Open andy-e-payne opened 1 year ago
Hey @andy-e-payne: I'm taking a look at your issue. I have a RHEL 8 VM running NCPA v2.4.1, and I'm querying it using check_ncpa.py with your arguments. To expedite things, I'm checking once every 2 seconds, vs 5 minutes. I'm not seeing a noticeable change in memory usage for ncpa_listener.
Does this sound like the correct set-up?
I'm using version 1.2.4 of check_ncpa.py. What version are you using?
Thanks, Phred
I did not get a notify or i missed this at the time ! yes using v 1.2.4 of check_ncpa.py
I have tried to replicate this using RHEL 8 with both NCPA 3.1.0 and NCPA 2.3.1 and have been unable to replicate this.
Is this just occurring for you on your one machine or is it happening on multiple machines?
Have you tried NCPA 3?
Can you try running top
to see what is running and taking up so much memory?
If I don't get a response in the next few weeks, I will close this issue as solved.
Hi,
its the ncpa_listener process itself that was consuming the most memory.

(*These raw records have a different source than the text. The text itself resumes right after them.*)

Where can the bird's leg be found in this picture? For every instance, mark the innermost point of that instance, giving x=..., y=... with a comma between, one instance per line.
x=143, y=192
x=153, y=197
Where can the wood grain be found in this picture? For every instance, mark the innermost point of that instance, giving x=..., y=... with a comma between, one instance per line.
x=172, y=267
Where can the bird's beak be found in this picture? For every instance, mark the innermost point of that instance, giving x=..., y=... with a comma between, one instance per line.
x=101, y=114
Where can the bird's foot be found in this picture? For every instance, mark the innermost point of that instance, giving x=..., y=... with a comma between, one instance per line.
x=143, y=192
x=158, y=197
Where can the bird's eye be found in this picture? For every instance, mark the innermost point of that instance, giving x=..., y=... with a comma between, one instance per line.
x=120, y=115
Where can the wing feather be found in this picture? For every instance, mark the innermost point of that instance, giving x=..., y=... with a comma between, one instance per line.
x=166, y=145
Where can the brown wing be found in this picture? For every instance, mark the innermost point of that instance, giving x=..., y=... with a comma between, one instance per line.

at every poll the increase was 70-100 KB so it needed alot of polls to show up as significant change, but was first highlighted when a system got into problems and the ncpa_listener had over 6GB
The increase was also showing using the API via a connection using http://
Can you set loglevel = debug
in ncpa.cfg
, restart NCPA and see if there's anything notable in the listener log (/usr/local/ncpa/var/log/ncpa_listener.log
)? I am still unable to see any difference in memory usage after running check_ncpa.py 10,000 times.
Is there anything unusual about your NCPA or network configuration?
I get increase at every check, even if i use the web API Access, visible there so id expect its not the network in the Real Sense.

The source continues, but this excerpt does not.